Previously we showed that finding of intra-amniotic “sludge” (IAS), an ultrasound (US) finding of hyperechoic matter in the amniotic fluid (AF) close to cervical internal os, did not change pregnancy outcome in asymptomatic patients (pts) undergoing high cerclage for sonographically short cervix (Cx). We aim to find if addition of 22 pts to previously reported 46 changes the result.METHODS:
Records of 68 consecutive pts, who underwent high MacDonald cerclage between 16–24 6/7 weeks (wks) for a sonographically short Cx (<25 mm) between 2007–2015 were evaluated.
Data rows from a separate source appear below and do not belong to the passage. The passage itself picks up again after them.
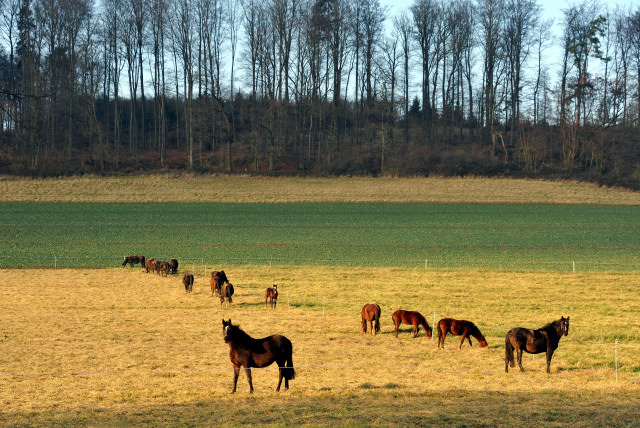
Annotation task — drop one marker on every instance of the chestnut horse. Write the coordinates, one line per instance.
(457, 328)
(272, 295)
(187, 280)
(544, 339)
(226, 293)
(217, 279)
(412, 318)
(133, 260)
(371, 312)
(150, 264)
(247, 352)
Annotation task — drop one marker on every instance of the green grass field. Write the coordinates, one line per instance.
(494, 236)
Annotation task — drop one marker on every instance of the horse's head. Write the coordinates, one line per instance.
(564, 325)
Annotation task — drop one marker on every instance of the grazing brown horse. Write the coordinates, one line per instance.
(226, 293)
(162, 268)
(150, 264)
(544, 339)
(463, 328)
(173, 265)
(217, 279)
(247, 352)
(412, 318)
(371, 312)
(133, 260)
(187, 280)
(271, 294)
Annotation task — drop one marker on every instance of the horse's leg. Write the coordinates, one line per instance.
(248, 371)
(464, 336)
(549, 355)
(236, 373)
(280, 376)
(519, 356)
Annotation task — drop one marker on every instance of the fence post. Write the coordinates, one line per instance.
(434, 325)
(616, 352)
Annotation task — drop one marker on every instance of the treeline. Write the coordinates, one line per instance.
(320, 87)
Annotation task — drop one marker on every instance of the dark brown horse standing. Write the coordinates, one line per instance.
(271, 294)
(463, 328)
(226, 293)
(247, 352)
(371, 312)
(187, 280)
(173, 265)
(544, 339)
(412, 318)
(217, 279)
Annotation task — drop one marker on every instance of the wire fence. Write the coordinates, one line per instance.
(309, 368)
(516, 264)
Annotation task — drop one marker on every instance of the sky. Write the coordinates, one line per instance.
(551, 9)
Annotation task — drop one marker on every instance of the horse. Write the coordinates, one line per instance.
(457, 328)
(187, 280)
(163, 268)
(150, 264)
(217, 279)
(271, 294)
(226, 292)
(133, 260)
(247, 352)
(173, 265)
(544, 339)
(412, 318)
(371, 312)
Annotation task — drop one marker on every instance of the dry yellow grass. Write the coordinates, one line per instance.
(214, 188)
(120, 347)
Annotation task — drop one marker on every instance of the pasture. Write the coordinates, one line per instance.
(491, 236)
(92, 344)
(118, 346)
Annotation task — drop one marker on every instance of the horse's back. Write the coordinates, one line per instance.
(371, 311)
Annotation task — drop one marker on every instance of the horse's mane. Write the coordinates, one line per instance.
(553, 325)
(239, 334)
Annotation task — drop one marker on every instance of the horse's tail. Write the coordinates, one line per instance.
(288, 372)
(508, 353)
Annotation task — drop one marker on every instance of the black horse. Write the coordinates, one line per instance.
(544, 339)
(247, 352)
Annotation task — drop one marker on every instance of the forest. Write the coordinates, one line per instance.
(320, 87)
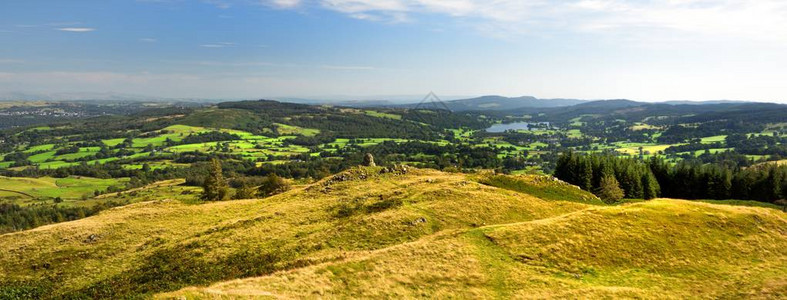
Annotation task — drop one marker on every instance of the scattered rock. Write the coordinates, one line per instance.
(92, 238)
(368, 160)
(419, 221)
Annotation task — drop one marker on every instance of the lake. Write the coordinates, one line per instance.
(512, 126)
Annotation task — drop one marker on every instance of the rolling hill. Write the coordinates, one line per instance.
(405, 232)
(500, 103)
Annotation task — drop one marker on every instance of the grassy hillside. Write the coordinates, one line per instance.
(379, 232)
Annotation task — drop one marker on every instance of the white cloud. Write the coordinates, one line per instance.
(347, 68)
(282, 3)
(76, 29)
(218, 3)
(748, 19)
(219, 45)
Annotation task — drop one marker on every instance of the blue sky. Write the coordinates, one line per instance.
(590, 49)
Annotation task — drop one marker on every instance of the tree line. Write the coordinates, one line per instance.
(603, 174)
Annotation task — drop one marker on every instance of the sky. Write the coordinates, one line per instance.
(251, 49)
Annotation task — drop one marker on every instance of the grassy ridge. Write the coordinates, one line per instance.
(656, 249)
(127, 251)
(369, 232)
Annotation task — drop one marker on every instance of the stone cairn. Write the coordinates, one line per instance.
(368, 160)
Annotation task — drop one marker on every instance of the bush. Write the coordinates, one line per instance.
(273, 185)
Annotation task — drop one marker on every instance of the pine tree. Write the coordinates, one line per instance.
(650, 186)
(245, 191)
(368, 160)
(215, 188)
(273, 185)
(610, 190)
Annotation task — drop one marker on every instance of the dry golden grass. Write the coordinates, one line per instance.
(421, 234)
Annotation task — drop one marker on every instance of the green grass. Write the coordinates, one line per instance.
(71, 188)
(543, 187)
(378, 114)
(714, 139)
(38, 148)
(423, 234)
(285, 129)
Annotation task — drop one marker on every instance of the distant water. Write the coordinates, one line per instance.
(511, 126)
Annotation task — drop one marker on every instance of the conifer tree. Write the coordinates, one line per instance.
(215, 188)
(610, 190)
(245, 191)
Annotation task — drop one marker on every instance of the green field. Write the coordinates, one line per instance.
(47, 188)
(419, 234)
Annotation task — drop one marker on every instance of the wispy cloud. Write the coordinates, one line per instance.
(219, 45)
(76, 29)
(747, 19)
(222, 4)
(282, 3)
(347, 68)
(11, 61)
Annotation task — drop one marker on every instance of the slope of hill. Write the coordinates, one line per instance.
(500, 103)
(404, 232)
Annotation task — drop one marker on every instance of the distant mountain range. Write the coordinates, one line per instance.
(455, 103)
(500, 103)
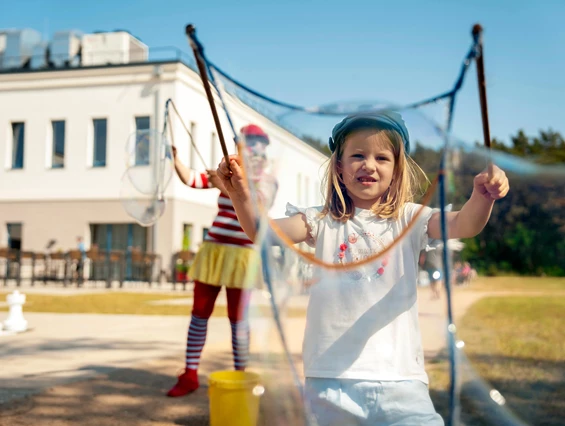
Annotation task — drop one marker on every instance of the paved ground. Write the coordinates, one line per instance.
(114, 369)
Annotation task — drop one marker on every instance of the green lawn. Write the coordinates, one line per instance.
(517, 345)
(118, 303)
(543, 284)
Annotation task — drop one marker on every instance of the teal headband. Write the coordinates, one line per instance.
(381, 120)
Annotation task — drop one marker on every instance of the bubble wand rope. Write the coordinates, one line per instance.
(198, 50)
(479, 59)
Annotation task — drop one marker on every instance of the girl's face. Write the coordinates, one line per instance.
(367, 167)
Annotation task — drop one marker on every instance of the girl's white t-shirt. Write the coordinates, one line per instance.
(363, 324)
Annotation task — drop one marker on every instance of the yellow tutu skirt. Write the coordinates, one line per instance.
(230, 266)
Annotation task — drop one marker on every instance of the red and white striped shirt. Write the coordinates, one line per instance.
(225, 228)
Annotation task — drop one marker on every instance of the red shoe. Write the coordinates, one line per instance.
(187, 383)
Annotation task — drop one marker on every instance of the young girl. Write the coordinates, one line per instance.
(362, 352)
(223, 259)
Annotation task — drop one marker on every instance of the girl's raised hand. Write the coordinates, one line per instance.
(493, 188)
(233, 177)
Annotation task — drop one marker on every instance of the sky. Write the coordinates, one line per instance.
(313, 52)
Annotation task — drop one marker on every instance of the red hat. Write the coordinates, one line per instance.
(256, 132)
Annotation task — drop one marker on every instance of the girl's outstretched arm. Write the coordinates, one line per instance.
(475, 214)
(196, 179)
(236, 186)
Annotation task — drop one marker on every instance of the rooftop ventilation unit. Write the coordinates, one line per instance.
(110, 48)
(65, 49)
(39, 58)
(19, 47)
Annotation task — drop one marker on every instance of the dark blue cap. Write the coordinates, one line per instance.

Transvaginal US images were evaluated for cervical length, funneling and presence of IAS. Baseline morphological characteristics and pregnancy outcomes were compared between those with and without IAS.RESULTS:
Of 68 pts, 36 had IAS present and 32 did not. Pts with IAS had shorter Cx at time of cerclage 9.9±7 vs 13.7±6.7 mm (P=.025) and more cervical funneling (P=.022). Other baseline characteristics were largely similar. Pregnancy outcomes were similar for delivery rates at gestational age (GA) with mean; 36 1/7±4 wks for IAS, 36 4/7±4 2/7 wks for no IAS (P=.719), and neonatal weight; 2745 (808) grams vs. 2938 (827) grams (P=.356).CONCLUSION:
Despite associated differences in Cx funneling and shorter Cx, presence of IAS did not affect pregnancy outcome in GA at delivery or neonatal birth weight. These results suggest that presence of IAS does not contraindicate use of optimally placed cerclage in asymptomatic pts who are candidates for cerclage.